Captain6606 commented 3 months ago

yeah,I print env.get_state() here: https://github.com/wuxiyang1996/iPLAN/blob/7e4b79a6083fa7800dbfb3e05bdbff981f40bed2/envs/env_wrappers.py#L155-L158 and when I run it, env.get_state() seems to output the initial information of the vehicle, such as: [[0, 1, 107.05111102678124, 28.0, 25.0, 0.0], [1, 1, 118.67782275741445, 0.0, 21.09154345284106, 0.0]] There are 55 pieces of data in total.
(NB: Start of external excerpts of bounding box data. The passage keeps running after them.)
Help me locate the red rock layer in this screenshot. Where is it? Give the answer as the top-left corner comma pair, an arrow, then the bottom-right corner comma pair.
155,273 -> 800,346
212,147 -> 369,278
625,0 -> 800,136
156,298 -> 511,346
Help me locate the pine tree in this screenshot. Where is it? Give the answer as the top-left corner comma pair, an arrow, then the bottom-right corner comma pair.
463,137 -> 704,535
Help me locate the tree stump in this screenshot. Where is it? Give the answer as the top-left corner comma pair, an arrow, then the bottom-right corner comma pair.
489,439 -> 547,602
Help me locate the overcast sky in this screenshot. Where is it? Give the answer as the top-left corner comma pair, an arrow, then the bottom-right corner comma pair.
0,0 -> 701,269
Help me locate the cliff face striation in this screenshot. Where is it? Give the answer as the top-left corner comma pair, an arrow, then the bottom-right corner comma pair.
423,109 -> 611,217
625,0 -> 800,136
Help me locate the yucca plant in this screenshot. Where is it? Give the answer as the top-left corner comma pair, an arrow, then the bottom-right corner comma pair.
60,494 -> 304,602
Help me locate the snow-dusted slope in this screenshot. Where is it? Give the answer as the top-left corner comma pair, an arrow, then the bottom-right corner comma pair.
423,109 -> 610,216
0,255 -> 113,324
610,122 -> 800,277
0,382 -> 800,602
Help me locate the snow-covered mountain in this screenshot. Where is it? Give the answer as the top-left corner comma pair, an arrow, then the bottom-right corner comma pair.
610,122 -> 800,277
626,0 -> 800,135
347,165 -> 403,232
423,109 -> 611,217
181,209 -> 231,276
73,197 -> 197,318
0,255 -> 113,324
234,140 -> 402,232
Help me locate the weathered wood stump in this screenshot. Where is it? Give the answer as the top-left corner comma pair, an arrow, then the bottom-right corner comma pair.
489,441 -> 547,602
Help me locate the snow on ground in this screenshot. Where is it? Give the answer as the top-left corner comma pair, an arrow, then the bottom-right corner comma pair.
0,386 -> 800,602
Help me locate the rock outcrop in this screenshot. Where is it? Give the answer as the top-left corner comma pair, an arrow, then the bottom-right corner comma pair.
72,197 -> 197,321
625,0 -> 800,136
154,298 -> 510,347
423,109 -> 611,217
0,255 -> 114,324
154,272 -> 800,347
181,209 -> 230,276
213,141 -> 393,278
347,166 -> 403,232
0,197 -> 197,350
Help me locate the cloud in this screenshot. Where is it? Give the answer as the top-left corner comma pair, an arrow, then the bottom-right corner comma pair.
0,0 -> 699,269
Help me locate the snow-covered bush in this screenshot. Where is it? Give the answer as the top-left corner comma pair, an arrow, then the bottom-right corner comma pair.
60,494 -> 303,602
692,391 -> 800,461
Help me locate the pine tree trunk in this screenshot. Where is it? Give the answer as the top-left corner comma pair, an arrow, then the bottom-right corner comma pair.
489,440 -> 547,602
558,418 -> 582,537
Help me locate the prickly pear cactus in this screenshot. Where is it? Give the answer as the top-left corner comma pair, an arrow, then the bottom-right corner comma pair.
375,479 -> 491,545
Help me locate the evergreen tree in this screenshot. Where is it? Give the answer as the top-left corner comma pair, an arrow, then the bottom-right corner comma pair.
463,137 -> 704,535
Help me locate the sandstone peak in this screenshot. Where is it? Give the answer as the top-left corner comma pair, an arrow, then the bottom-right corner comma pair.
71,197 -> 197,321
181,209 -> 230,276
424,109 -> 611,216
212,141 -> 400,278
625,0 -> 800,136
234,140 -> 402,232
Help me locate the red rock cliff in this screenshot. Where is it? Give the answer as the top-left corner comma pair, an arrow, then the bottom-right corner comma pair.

When I print the variable ob,It should record the observations of each Agent,such as: `(array([[ 0. , 1. , 1. , 0.28 , 1. ,

  1. ], [ 1. , 1. , 0.11626711, -0.28 , -0.19542283,
  2. ], [ 2. , 1. , 0.24567655, -0.16 , -0.11436658,
  3. ], [ 3. , 1. , 0.37630385, -0.04 , -0.1666415 ,
  4. ], [ 4. , 1. , 0.5108889 , -0.12 , -0.16142389,
  5. ], [ 5. , 1. , 0.63980925, -0.2 , -0.1665415 ,
  6. ], [ 6. , 1. , 0.78124917, -0.2 , -0.09749381,
  7. ], [ 7. , 1. , 0.90969723, -0.28 , -0.13411503,
  8. ], [ 8. , 1. , 1. , 0. , -0.18063286,
  9. ], [ 9. , 1. , 1. , -0.12 , -0.18572257,
  10. ], [10. , 1. , 1. , -0.2 , -0.08419205,
  11. ], [11. , 1. , 1. , -0.08 , 0. ,
  12. ], [12. , 1. , 1. , 0. , -0.13351567,
  13. ], [13. , 1. , 1. , 0. , -0.10553368,
  14. ], [14. , 1. , 1. , -0.2 , -0.14105844,
  15. ]], dtype=float32))`
    Contains five arrays,each array should record the observation data of an Agent. When I try to modify the contents of env.get_state() here, something very annoying happens to me.The data recorded by variable ob is still env.get_state without modifying previous observations.
wuxiyang1996 commented 3 months ago

For the task you are working on, I strongly suggest you focus on recording the initial position, velocity, and agent type from the create vehicle function.

env.get_state() is just a function to print out the real-time state without doing anything new.

Another thing, I feel you may need to copy (or deep copy) the array you want to modify with. What you mentioned seems like a long-lasting issue for Python.